De Georgische overheid heeft eigenlijk geen belang bij het oplossen van het probleem met de ongeveer 250.000 – 300.000 IDP’s (Internally Deplaced Persons) uit Abchazië en Zuid-Ossetië. Sterker, in wezen heeft men belang juist bij het voortbestaan ervan. Zolang Georgië zijn – overigens terechte – claim op territoriale soevereiniteit en dus ook op de gebieden Abchazië en Zuid-Ossetië in de richting van Rusland volhoudt, vormen de vluchtelingen juist belangrijke pionnen in het politieke schaakspel. Zolang het vluchtelingenprobleem er is, vormt dat een zeer zichtbare ondersteuning van die territoriale claim. Kinderen van de vluchtelingen worden door de overheid nog altijd consequent ingeschreven als vluchteling. Het aantal IDP’s in Georgië groeit dus nog altijd. Hoe cynisch kan de politiek zijn?
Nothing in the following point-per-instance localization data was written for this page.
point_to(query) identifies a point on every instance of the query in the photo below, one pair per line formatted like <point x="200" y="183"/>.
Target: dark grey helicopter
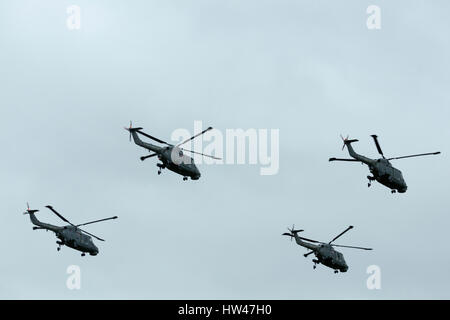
<point x="381" y="169"/>
<point x="171" y="156"/>
<point x="71" y="235"/>
<point x="324" y="252"/>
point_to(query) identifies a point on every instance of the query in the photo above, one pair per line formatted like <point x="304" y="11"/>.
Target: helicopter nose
<point x="94" y="251"/>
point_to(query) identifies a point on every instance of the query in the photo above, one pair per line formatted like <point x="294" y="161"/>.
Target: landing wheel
<point x="370" y="180"/>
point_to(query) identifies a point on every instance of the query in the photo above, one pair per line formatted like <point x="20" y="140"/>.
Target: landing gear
<point x="370" y="180"/>
<point x="160" y="166"/>
<point x="315" y="263"/>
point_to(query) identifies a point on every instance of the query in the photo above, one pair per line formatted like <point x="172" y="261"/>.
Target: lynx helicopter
<point x="324" y="252"/>
<point x="171" y="156"/>
<point x="70" y="235"/>
<point x="381" y="169"/>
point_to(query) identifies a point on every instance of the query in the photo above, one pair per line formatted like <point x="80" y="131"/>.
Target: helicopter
<point x="70" y="235"/>
<point x="324" y="252"/>
<point x="171" y="156"/>
<point x="381" y="169"/>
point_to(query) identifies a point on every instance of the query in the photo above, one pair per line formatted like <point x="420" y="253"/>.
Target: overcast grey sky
<point x="311" y="69"/>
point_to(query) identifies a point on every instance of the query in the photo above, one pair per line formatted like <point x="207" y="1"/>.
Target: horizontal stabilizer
<point x="338" y="159"/>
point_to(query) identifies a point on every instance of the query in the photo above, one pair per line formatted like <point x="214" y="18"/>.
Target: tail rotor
<point x="344" y="141"/>
<point x="129" y="129"/>
<point x="29" y="211"/>
<point x="292" y="232"/>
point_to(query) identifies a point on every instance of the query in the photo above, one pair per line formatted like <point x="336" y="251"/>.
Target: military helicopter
<point x="324" y="252"/>
<point x="171" y="156"/>
<point x="71" y="235"/>
<point x="381" y="169"/>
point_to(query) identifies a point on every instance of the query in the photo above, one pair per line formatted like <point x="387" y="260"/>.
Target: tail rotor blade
<point x="307" y="254"/>
<point x="375" y="138"/>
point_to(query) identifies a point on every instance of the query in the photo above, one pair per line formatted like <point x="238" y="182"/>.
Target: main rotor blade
<point x="91" y="234"/>
<point x="195" y="136"/>
<point x="202" y="154"/>
<point x="337" y="245"/>
<point x="340" y="234"/>
<point x="375" y="138"/>
<point x="153" y="138"/>
<point x="60" y="216"/>
<point x="339" y="159"/>
<point x="416" y="155"/>
<point x="83" y="224"/>
<point x="310" y="240"/>
<point x="307" y="254"/>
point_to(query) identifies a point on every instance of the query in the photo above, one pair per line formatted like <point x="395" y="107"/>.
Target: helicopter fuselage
<point x="382" y="171"/>
<point x="171" y="157"/>
<point x="75" y="239"/>
<point x="325" y="254"/>
<point x="387" y="175"/>
<point x="175" y="160"/>
<point x="69" y="236"/>
<point x="331" y="258"/>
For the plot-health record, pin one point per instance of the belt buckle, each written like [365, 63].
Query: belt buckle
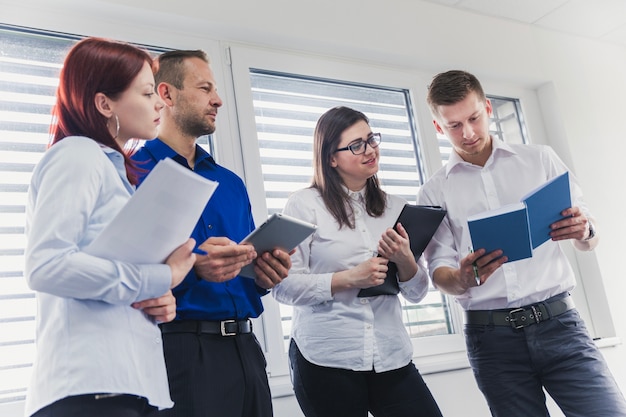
[513, 320]
[223, 331]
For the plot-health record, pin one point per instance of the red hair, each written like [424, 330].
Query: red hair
[95, 65]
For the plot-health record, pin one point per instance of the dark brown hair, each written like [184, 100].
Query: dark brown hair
[171, 66]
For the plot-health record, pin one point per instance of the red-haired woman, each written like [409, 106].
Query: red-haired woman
[99, 350]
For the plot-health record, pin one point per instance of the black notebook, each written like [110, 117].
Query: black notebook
[421, 223]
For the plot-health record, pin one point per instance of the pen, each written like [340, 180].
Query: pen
[475, 268]
[199, 251]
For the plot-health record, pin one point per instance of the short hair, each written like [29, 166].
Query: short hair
[171, 66]
[450, 87]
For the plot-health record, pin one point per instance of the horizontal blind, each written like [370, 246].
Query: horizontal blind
[29, 68]
[287, 108]
[30, 63]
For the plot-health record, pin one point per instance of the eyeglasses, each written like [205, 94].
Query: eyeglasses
[359, 147]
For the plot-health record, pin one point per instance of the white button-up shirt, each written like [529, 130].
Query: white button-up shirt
[465, 189]
[345, 331]
[89, 338]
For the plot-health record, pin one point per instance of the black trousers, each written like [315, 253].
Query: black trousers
[90, 405]
[334, 392]
[216, 376]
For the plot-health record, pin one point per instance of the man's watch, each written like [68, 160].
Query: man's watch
[592, 231]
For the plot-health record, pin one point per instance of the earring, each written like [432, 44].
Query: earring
[117, 128]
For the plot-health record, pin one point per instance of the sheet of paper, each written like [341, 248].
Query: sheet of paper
[158, 218]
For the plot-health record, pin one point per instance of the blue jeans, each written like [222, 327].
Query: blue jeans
[334, 392]
[512, 367]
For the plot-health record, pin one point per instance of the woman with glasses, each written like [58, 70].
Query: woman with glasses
[351, 355]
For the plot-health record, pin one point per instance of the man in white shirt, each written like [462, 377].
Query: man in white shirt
[523, 333]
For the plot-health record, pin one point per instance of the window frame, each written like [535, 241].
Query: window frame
[236, 127]
[242, 59]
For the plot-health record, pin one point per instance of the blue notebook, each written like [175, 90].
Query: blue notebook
[519, 228]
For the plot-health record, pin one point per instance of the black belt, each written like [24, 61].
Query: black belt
[223, 327]
[518, 318]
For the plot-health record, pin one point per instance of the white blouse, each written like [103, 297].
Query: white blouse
[345, 331]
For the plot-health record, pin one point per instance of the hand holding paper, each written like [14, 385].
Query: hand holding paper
[158, 218]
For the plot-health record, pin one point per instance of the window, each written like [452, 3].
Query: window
[30, 63]
[286, 110]
[507, 124]
[29, 67]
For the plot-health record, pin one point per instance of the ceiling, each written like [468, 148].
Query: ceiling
[602, 20]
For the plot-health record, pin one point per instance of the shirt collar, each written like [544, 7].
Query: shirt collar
[358, 196]
[117, 159]
[161, 150]
[498, 147]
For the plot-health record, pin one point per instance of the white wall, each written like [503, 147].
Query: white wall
[581, 84]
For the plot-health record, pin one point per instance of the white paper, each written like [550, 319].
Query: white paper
[158, 218]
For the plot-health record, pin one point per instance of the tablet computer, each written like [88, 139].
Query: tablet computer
[421, 223]
[279, 231]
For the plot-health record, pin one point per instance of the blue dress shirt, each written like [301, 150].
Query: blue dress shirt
[228, 214]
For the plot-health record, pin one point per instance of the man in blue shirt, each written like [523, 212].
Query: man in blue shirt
[215, 364]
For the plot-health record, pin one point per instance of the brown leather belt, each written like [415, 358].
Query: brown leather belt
[521, 317]
[222, 328]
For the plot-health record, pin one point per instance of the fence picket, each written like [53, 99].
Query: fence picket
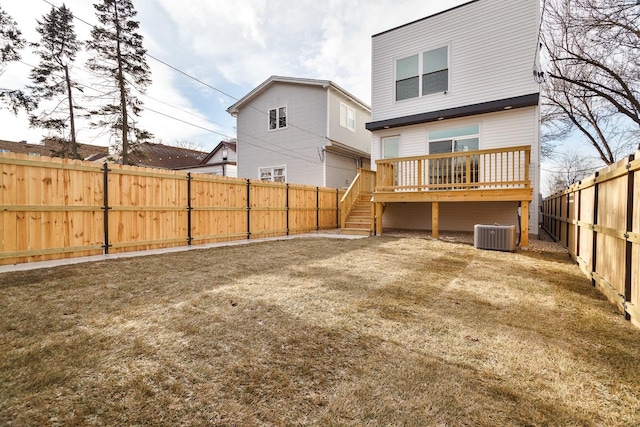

Het Georgië-project van Pauluskerk Vluchtelingenwerk trekt zich al bijna 20 jaar het lot van een aantal van deze vluchtelingen in eigen land. Een aantal mensen in en rond Tbilisi ontving jaren medische hulp en hulp bij levensonderhoud. Vanaf eind 2012 geven we vooral steun in de vorm van microkrediet, kleine leningen voor projecten, onder meer het succesvolle fietsenproject dat in 2014 werd beëindigd. Doel van het micro-krediet is vooral het bieden van zinvol werk en een inkomen. Sinds 2015 bestaat het koeienproject als basis voor de opzet van een levensvatbaar boerenbedrijf in de nabije omgeving van het meer van Tbilisi. Ook hier gaat het vooral om betaalde arbeid voor een aantal vluchtelingen. Het project kwam aanvankelijk goed van de grond
en was succesvol tot de boerderij werd beroofd. Na enkele moeizame jaren gaat het nu gelukkig weer beter. Wij hebben al die tijd onze steun voortgezet.

In het voorjaar heeft een kleine delegatie van Pauluskerk Vluchtelingenwerk het project bezocht, de nog altijd bestaande vriendschapsbanden aangehaald en samen onderzocht of en
hoe we ook voor de toekomst het best van betekenis kunnen zijn voor deze mensen.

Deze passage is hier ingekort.